Alum Jacob Mooney Lands Job at Pioneering Interactive Trading Card Company
Like any good game designer, Alum Jacob Mooney ’13 puts his career advice in gaming terms.
“Keep rolling the die,” he says. “Because if you have the time and energy to keep rolling the die, you will eventually get what you want”
Or in other words: Persistence pays off.
Mooney, a Game Design major, knows a lot about persistence because it’s what kept him in the game of gaming until his die eventually landed on the right number: A job as a game designer at Wizards of the Coast where he works on the OG of interactive trading card games — Magic: The Gathering.
“They created that genre,” Mooney says. “It's pretty prestigious and means a lot to me personally. I feel very privileged to work here.”
At Wizards of the Coast, Mooney designs Magic cards, but primarily reviews the work of other designers and provides creative feedback on thousands of trading cards each year. Cards that are little games themselves. He advises designers on how to better achieve gaming goals and create greater appeal.
While he enjoys his current position and respects the company he works for, the journey to now required many die rolls.
Mooney first fell in love with games in grade school playing the video game The Legend of Zelda: Majora's Mask. In the video game, the main character wears a variety of masks, letting him take on different powers, including shapeshifting into other types of people. He found the game inspiring, but it wasn’t until years later that, when pressed to explain why that particular game resonated with him so much, he realized that the game spoke to him and his experiences as a biracial person. That recognition only deepened his love and appreciation for the power of games.

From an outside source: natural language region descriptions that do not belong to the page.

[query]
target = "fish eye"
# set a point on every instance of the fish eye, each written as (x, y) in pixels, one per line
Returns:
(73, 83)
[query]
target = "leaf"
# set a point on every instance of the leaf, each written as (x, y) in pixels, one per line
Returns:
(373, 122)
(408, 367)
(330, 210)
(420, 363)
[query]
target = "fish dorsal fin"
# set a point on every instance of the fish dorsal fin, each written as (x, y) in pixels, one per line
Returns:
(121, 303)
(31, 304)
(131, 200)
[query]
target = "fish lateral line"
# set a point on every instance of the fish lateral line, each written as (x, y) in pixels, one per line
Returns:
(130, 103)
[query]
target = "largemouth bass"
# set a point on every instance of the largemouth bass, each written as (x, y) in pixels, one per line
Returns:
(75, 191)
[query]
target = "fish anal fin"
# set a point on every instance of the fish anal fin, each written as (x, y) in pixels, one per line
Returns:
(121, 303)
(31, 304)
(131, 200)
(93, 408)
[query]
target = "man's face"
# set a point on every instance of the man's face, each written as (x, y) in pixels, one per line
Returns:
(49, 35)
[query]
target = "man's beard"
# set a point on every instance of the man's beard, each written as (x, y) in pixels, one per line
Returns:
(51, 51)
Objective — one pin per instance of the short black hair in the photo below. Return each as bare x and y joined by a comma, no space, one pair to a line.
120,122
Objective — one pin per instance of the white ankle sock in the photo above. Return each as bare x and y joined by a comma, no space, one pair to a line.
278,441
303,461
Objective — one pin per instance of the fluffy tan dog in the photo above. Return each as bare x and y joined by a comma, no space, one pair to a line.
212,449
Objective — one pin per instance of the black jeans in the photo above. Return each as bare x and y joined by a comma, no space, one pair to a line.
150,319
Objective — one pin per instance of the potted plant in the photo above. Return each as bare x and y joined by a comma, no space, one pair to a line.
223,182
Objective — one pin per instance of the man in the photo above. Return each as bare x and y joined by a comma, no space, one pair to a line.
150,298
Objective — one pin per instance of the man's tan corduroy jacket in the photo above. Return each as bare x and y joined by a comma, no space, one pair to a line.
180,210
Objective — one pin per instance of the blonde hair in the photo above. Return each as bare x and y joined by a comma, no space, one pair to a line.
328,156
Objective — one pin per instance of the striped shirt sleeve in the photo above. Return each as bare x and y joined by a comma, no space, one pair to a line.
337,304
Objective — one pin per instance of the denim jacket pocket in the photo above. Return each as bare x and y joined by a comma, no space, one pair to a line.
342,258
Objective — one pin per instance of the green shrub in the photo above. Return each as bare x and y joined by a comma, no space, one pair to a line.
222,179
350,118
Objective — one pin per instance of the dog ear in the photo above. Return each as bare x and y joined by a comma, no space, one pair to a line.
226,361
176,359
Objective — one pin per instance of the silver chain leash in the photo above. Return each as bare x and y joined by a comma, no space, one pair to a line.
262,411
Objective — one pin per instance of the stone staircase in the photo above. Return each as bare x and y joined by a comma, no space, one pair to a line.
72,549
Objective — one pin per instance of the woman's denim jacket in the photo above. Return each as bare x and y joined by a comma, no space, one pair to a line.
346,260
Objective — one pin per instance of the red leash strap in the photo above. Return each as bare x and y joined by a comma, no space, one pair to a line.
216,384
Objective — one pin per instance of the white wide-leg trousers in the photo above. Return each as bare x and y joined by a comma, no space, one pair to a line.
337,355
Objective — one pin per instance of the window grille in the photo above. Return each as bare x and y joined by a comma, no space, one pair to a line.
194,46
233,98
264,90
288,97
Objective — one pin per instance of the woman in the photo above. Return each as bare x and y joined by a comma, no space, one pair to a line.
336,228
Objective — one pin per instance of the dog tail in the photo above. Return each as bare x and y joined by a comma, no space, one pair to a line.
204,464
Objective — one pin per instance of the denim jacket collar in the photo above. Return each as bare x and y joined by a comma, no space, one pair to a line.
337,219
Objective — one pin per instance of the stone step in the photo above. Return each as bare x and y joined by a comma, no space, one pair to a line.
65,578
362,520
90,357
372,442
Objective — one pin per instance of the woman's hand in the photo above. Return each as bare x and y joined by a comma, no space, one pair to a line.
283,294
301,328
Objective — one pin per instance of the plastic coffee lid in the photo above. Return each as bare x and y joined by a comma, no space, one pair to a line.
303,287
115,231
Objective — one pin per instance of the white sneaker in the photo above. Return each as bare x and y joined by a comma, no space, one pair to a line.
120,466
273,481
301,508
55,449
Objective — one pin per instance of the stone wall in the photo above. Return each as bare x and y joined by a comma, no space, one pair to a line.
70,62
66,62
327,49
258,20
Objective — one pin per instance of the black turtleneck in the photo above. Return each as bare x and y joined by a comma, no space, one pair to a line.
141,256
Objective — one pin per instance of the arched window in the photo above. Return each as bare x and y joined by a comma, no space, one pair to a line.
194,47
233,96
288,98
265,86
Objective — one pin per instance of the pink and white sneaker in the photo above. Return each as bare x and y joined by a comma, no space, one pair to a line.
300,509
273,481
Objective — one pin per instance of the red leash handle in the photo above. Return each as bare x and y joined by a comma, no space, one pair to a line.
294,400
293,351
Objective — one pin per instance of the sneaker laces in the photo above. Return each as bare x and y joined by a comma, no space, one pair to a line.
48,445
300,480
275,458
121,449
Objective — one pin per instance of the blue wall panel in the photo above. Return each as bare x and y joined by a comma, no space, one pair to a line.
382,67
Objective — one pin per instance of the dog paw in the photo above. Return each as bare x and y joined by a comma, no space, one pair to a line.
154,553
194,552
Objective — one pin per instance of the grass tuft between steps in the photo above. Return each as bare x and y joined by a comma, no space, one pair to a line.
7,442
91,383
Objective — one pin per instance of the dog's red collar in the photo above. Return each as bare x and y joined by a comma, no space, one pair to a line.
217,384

But when Mooney came to Chicago from New York to major in Game Design and minor in Fiction Writing at Columbia, he wasn’t yet entirely convinced gaming was for him. In fact, what attracted him most to Columbia: If game design didn’t work out, Columbia offered plenty of other creative disciplines to pursue. By coming to Columbia, how could he lose?
But game design stuck. And at Columbia, Mooney started to build a network of friends that would eventually lead him to game-industry jobs after graduation at companies like Jellyvision Labs, Deep Silver Volition, Jackbox Games, and Level Ex.
In developing a game with a large team as a senior year project, Mooney developed the soft skills that would help him work effectively in those jobs. As the project lead, he learned to ask and answer the right questions such as how to organize work, how to track tasks, how to ensure all voices are heard, and how to ensure that the team creates a game that is … fun.
“I made a lot of mistakes, and I did some things right,” he recalls. “And I just learned an incredible amount about myself — about how I like to work and about how that is in parallel and in perpendicular with how other people like to work.”
But his biggest takeaway involved how the completed project made him feel and how he would seek that feeling in every job that would follow.
He describes that feeling as having three parts: 1, independence; 2, camaraderie, and 3, accomplishment.
Some jobs he had after graduation hit the mark when it came to recapturing that feeling, some didn’t. But those jobs, the support he received from Columbia friends, and his willingness to stick with it, enabled him to keep rolling that die. And he feels exceptionally lucky to have rolled the die that landed his current job.
Each trading card he helps his company produce can be a game itself. So, while there isn’t that one big rush, like what he first experienced at Columbia, he gets something different but equally as good.
“When a new set of cards is released, it's a ton of tiny little dopamine hits.”